Royalty…今年のサローネに出品した商品の、初めてのロイヤリティーが入金された。これで1年半以上の労働に対して初めて何らかの報酬があったことになる。こちらでのデザインに対する報酬の制度を書いてみたい。 今年、2006年4月のサローネに出品された作品をプレゼンしたのは、2005年の5月から9月。それから作品が選ばれ、プロトタイプの製作が2006年1月くらいまで続く。もちろんその間何度か企業に通い、プロジェクトの変更や確認、マテリアルの選択等にかかわる。そして、4月のサローネで発表。商品が実際に販売されるのは早くて7月(8月はヴァカンス)か9月。家具会社は3ヵ月毎、4半期決算なので、7・8・9月は第3-4半期になる。普通決算後30日以内にロイヤリティー報告書が届き、さらに30日以内に支払いの契約がなされるので、10月末ロイヤリティー報告書、11月末支払い、となるわけだ。
なんとプレゼンした時より1年半!
 企業がデザイナーに仕事を依頼する場合、または名のあるデザイナーの場合は、経費やデザインフィーを請求できるし、場合によっては、ロイヤリティーの一部前払いを請求する場合もある。まあ、走り出しのデザイナーには夢のような話。

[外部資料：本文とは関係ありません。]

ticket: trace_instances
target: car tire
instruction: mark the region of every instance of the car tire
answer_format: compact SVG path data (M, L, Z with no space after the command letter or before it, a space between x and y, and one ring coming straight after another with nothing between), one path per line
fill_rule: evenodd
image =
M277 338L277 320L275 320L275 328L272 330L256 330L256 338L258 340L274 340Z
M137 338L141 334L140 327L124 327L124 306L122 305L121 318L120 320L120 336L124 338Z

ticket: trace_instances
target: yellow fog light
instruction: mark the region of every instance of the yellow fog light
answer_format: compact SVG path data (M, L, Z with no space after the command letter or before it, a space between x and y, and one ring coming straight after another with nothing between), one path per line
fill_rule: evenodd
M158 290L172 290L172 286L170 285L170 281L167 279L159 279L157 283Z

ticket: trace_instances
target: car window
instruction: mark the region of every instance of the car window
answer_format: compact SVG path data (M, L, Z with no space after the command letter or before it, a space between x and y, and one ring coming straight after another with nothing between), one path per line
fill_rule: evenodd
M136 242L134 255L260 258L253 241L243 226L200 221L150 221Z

 家具や小物のロイヤリティーは普通、工場出荷価格の3から5%。3%が最も一般的だ。簡単に計算してみればわかるが、500ユーロで販売されている家具の出荷価格が250ユーロとして、100個売れて750ユーロのロイヤリティーが入ることになる。すべてどれくらい売れるか、にかかっているわけだが、数点の商品ではとてもじゃないけどやっていけないのが現実だ。時間をかけて何十点の商品を持つか、もしくは大ヒット作品が出ない限り、ロイヤリティーだけでは経費がやっと出る程度、といっても良いと思う。
 いずれにしても、私の初めてのロイヤリティー。最初のロイヤリティーが出たら、豪勢にNobuでディナーをおごっちゃう!と夫に約束していたので…さて半分は残るかな~とちょっと心配だ!